Hier nous étions invités à la projection de deux courts-métrages à l’amphithéâtre Badinter : Side to side et Auxiliaire, deux films ayant trait au handicap et aux accompagnants/aidants.
Le premier retraçait un voyage en side-car jusqu’en Iran avec un hémiplégique : ils pensaient que c’était impossible, alors ils l’ont fait ! Et le handicap était quasiment oublié, symbole d’une parfaite réussite de l’aventure.
Le deuxième film nous montrait le couple que formait un handicapé et son auxiliaire de vie, les rapports de complicité, la franchise indispensable dans les relations et surtout l’humour qui présidait à leur relation, qui ont failli se dégrader lorsque l’auxiliaire envisageait de partir pour une croisière d’un an. Finalement, l’attachement a été le plus fort et il a renoncé à sa croisière (si j’ai bien compris), d’ailleurs il était présent dans la salle avec le réalisateur.

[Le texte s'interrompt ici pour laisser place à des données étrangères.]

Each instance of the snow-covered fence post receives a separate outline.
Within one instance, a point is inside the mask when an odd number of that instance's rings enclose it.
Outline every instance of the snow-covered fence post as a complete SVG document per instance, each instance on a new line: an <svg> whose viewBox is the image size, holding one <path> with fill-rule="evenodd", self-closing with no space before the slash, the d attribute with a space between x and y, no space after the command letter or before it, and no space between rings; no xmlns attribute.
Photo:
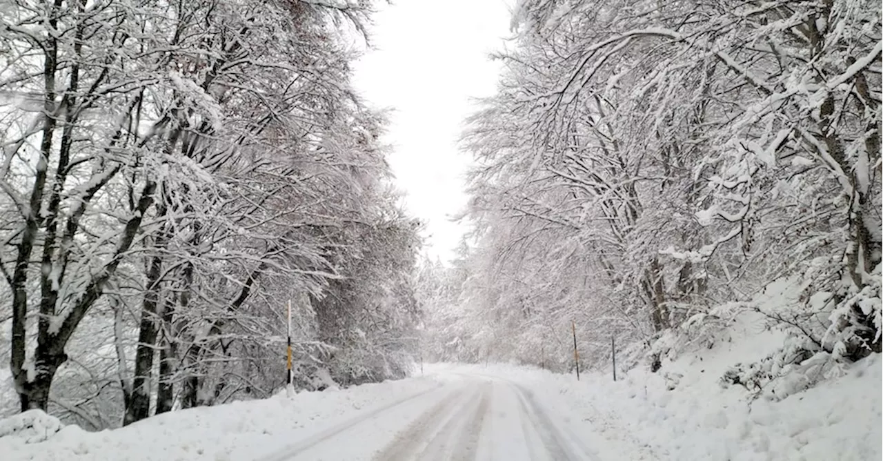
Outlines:
<svg viewBox="0 0 883 461"><path fill-rule="evenodd" d="M616 382L616 336L610 336L610 353L613 355L613 381Z"/></svg>
<svg viewBox="0 0 883 461"><path fill-rule="evenodd" d="M573 361L577 364L577 381L579 381L579 351L577 350L577 322L570 321L573 329Z"/></svg>
<svg viewBox="0 0 883 461"><path fill-rule="evenodd" d="M291 300L288 300L288 378L285 382L285 392L288 397L291 397L294 393L294 384L292 384L292 374L291 370Z"/></svg>

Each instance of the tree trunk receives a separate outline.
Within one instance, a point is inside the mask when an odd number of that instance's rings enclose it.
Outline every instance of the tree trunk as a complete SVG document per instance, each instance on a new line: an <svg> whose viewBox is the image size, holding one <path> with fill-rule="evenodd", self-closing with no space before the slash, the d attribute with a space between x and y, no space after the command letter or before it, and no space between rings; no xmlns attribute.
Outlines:
<svg viewBox="0 0 883 461"><path fill-rule="evenodd" d="M160 215L162 214L158 213ZM154 247L165 248L166 240L167 230L163 229L156 236ZM157 306L162 276L162 255L157 253L150 259L147 276L147 290L141 304L141 321L138 332L138 350L135 352L135 376L132 382L132 397L125 404L124 426L150 416L150 382L153 377L154 354L156 352L157 324L160 321Z"/></svg>

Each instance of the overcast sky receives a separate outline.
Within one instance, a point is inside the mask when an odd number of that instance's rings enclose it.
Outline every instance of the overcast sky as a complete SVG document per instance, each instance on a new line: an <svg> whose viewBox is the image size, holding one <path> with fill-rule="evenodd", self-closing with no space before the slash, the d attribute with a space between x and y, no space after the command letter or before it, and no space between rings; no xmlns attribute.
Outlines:
<svg viewBox="0 0 883 461"><path fill-rule="evenodd" d="M457 149L473 97L496 88L488 53L509 36L509 0L394 0L374 16L374 45L355 67L356 87L393 108L386 141L411 215L426 223L431 255L449 261L465 228L451 223L466 202L469 156Z"/></svg>

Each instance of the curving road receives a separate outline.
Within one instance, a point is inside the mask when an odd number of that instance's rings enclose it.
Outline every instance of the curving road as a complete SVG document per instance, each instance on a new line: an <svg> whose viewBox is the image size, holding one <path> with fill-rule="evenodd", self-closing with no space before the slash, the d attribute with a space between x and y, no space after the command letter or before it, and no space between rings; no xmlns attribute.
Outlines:
<svg viewBox="0 0 883 461"><path fill-rule="evenodd" d="M600 459L567 421L517 383L458 374L436 389L405 396L317 427L264 461Z"/></svg>

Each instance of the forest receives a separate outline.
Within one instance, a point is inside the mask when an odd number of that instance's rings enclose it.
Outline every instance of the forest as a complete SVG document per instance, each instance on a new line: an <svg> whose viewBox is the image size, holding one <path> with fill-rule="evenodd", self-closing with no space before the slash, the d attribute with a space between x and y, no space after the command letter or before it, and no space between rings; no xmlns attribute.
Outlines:
<svg viewBox="0 0 883 461"><path fill-rule="evenodd" d="M350 81L370 2L0 5L0 413L268 397L289 303L298 389L405 374L420 226Z"/></svg>
<svg viewBox="0 0 883 461"><path fill-rule="evenodd" d="M655 371L750 312L788 339L722 379L806 377L782 398L883 351L879 1L522 0L512 26L463 137L475 229L419 275L434 359L572 371L576 339L608 370L615 341Z"/></svg>

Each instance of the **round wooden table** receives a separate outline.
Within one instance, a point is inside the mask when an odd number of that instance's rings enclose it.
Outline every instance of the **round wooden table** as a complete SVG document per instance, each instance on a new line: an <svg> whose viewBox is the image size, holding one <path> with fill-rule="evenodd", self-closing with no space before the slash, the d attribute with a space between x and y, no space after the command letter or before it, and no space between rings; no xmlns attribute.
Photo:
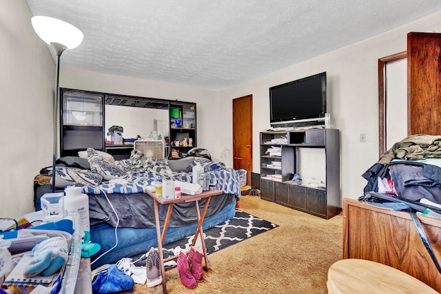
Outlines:
<svg viewBox="0 0 441 294"><path fill-rule="evenodd" d="M393 267L370 260L339 260L328 271L328 293L438 293L426 284Z"/></svg>

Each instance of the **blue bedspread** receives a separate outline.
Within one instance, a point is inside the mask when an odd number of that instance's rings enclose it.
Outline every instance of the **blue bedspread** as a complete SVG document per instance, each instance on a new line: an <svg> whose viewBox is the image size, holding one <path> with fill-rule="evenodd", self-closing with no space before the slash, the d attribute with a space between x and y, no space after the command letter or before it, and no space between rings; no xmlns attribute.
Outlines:
<svg viewBox="0 0 441 294"><path fill-rule="evenodd" d="M236 196L240 195L239 176L237 171L231 168L223 168L216 171L208 171L211 182L216 179L216 189L224 193ZM152 171L134 171L125 178L111 180L108 182L98 186L84 186L83 193L88 194L121 193L130 194L143 193L147 186L153 182L163 179L172 179L182 182L192 182L192 174L179 173L165 175Z"/></svg>

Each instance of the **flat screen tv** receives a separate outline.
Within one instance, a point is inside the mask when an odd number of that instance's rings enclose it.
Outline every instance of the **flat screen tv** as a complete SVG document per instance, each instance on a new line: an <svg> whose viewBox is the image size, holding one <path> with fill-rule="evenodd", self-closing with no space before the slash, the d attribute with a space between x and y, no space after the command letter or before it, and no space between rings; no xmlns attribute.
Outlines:
<svg viewBox="0 0 441 294"><path fill-rule="evenodd" d="M326 72L270 87L269 109L271 127L324 120Z"/></svg>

Je suis intervenu en disant que l’accompagnement devait commencer dès l’école pour les handicapés de naissance, et pour cela il faudrait rendre visibles et reconnaître les AESH (Accompagnants d’Elèves en Situation de Handicap) tout en en recrutant massivement.
Parmi les invités à la table ronde il y avait l’ancien maître de Maeva en UPI que je suis allé saluer et lui dire qu’elle ne l’avait pas oublié. A l’époque il se déplaçait avec de cannes anglaises, maintenant il est en fauteuil motorisé : la sclérose en plaques l’a bien diminué et il nous a expliqué qu’il avait besoin d’être aidé dans ses tâches quotidiennes.
Un après-midi humainement enrichissant.
Et ce n’est pas fini...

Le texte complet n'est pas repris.